Christoph Wiederkehr: „Die Kapazitäten im KAV müssen sofort aufgestockt werden.“

Wien (OTS) - „Es ist ein Armutszeugnis für die rot-grüne Gesundheitspolitik in dieser Stadt, wenn man den heute veröffentlichten Stadtrechnungshofbericht über den stationären Bereich der Kinder- und Jugendpsychiatrie liest. Seit Jahren weiß man über die mangelhafte räumliche Infrastruktur Bescheid, aber hat ewig nicht reagiert. In der Kinder- und Jugendpsychiatrie am AKH und im neurologischen Zentrum Rosenhügel gibt es nicht nur zu wenige Betten für die Patient_innen, sondern auch viel zu wenig Platz. Kinder wurden beispielsweise zu viert in einem 20m² großen Zimmer untergebracht, ohne Platz für Sichtschutz, für Begleitpersonen und mit Sanitäranlagen am Gang. Es gibt keinerlei Rückzugsorte für die Kinder und Jugendlichen auf den ohnehin schon so beengten Stationen und auch nur wenig Ausstattung, die altersstufengerecht wäre. Wie soll sich unter diesen Umständen ihr Gesundheitszustand verbessern?“, fragt sich NEOS Wien Klubobmann Christoph Wiederkehr.
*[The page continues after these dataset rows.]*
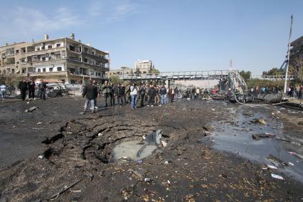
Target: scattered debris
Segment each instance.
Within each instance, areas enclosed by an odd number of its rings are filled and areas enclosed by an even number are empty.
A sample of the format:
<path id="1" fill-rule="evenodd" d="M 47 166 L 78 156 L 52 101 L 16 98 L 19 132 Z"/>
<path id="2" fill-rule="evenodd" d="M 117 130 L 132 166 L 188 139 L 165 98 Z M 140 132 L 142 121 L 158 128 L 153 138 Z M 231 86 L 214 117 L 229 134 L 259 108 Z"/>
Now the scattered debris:
<path id="1" fill-rule="evenodd" d="M 155 132 L 151 133 L 147 135 L 147 139 L 145 139 L 145 144 L 142 146 L 142 147 L 139 149 L 137 153 L 137 157 L 139 158 L 141 153 L 142 153 L 143 150 L 149 145 L 156 145 L 159 146 L 160 144 L 160 139 L 162 137 L 162 130 L 159 129 Z"/>
<path id="2" fill-rule="evenodd" d="M 282 179 L 282 180 L 284 179 L 282 176 L 277 175 L 277 174 L 272 174 L 272 177 L 275 179 Z"/>
<path id="3" fill-rule="evenodd" d="M 78 184 L 79 182 L 80 182 L 81 181 L 83 181 L 83 179 L 81 179 L 80 180 L 78 180 L 78 181 L 75 182 L 74 184 L 72 184 L 71 185 L 68 186 L 65 186 L 62 191 L 59 191 L 58 193 L 53 195 L 53 196 L 51 196 L 48 200 L 54 200 L 55 198 L 57 198 L 60 194 L 65 192 L 67 190 L 70 189 L 70 188 L 72 188 L 73 186 L 74 186 L 75 185 L 76 185 L 77 184 Z"/>
<path id="4" fill-rule="evenodd" d="M 274 137 L 275 137 L 275 134 L 268 133 L 268 132 L 253 134 L 253 139 L 255 140 L 260 140 L 261 138 L 264 138 L 264 137 L 272 138 Z"/>
<path id="5" fill-rule="evenodd" d="M 302 155 L 302 154 L 297 154 L 296 152 L 287 152 L 289 154 L 292 154 L 292 156 L 297 156 L 297 157 L 298 157 L 298 158 L 300 158 L 300 159 L 303 159 L 303 155 Z"/>
<path id="6" fill-rule="evenodd" d="M 152 181 L 153 181 L 153 179 L 151 179 L 151 178 L 145 178 L 144 181 L 145 182 L 152 182 Z"/>
<path id="7" fill-rule="evenodd" d="M 161 142 L 162 143 L 163 147 L 166 147 L 167 146 L 167 142 L 165 142 L 164 141 L 161 140 Z"/>
<path id="8" fill-rule="evenodd" d="M 254 119 L 251 120 L 250 122 L 252 122 L 252 123 L 259 123 L 259 124 L 261 124 L 262 125 L 266 124 L 265 120 L 264 120 L 262 119 Z"/>
<path id="9" fill-rule="evenodd" d="M 25 110 L 24 112 L 31 112 L 34 110 L 37 110 L 38 109 L 38 107 L 31 107 L 28 110 Z"/>
<path id="10" fill-rule="evenodd" d="M 275 166 L 272 166 L 272 165 L 268 165 L 267 164 L 267 167 L 272 169 L 277 169 L 277 168 Z"/>
<path id="11" fill-rule="evenodd" d="M 292 164 L 292 162 L 288 162 L 288 164 L 289 164 L 289 165 L 291 165 L 291 166 L 294 166 L 294 164 Z"/>

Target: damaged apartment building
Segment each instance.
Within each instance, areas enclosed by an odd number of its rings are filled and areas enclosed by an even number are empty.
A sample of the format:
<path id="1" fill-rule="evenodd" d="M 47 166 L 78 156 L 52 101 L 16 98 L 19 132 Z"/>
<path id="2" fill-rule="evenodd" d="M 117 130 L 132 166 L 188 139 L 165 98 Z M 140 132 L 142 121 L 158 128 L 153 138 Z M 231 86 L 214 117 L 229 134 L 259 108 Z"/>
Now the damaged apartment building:
<path id="1" fill-rule="evenodd" d="M 65 84 L 102 82 L 110 70 L 109 53 L 70 38 L 0 46 L 0 75 L 43 79 Z"/>

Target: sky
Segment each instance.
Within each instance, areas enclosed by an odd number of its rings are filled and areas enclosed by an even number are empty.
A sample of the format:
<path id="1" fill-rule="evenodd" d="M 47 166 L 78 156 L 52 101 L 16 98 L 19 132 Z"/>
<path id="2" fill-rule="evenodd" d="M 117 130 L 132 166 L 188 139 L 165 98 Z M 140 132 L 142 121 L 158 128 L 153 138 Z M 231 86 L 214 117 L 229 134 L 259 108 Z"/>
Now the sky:
<path id="1" fill-rule="evenodd" d="M 112 69 L 152 60 L 160 71 L 280 68 L 303 36 L 303 0 L 5 1 L 0 46 L 69 37 L 109 51 Z"/>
Der KAV hat es nicht einmal geschafft, die Hälfte seiner Planungen für die Stationsbetten umzusetzen. Eine Folge dieses Bettenmangels ist die Unterbringung von Minderjährigen Patient_innen in psychiatrischen Abteilungen für Erwachsene. 542 solcher Fälle hat der Stadtrechnungshof in seinem Bericht für den Zeitraum 2015-2018 dokumentiert. „Das sind 542 Fälle zu viel! Die Unterbringung in Erwachsenen-Stationen ist nicht geeignet für die Genesung der Kinder und Jugendlichen. Kein spezielles Therapieangebot, zu wenig spezialisierte Ärzte und ein Zusammenspiel mit den erwachsenen Patient_innen, das vielfach Angstzustände bei den Kindern ausgelöst hat, sind nur einige der Problemfelder“, erklärt Wiederkehr. „Der KAV hat viel zu lange zugeschaut und das nicht nur zu Lasten der Patient_innen, sondern auch des gesamten medizinischen Personals. Da lässt man laut Stadtrechnungshof vom KAV Konzepte für eine Interimslösung bis zur verzögerten Eröffnung des KH Nords überlegen und setzt dann nichts um, was konkrete Auswirkungen auf die Versorgungssituation gehabt hat? Diese Ignoranz und Gleichgültigkeit bei dem so wichtigen Gesundheitsthema ist für mich absolut nicht nachvollziehbar. Wir NEOS wollen, dass alle Kinder die Gesundheitsversorgung bekommen, die sie auch brauchen“, so der Klubobmann abschließend.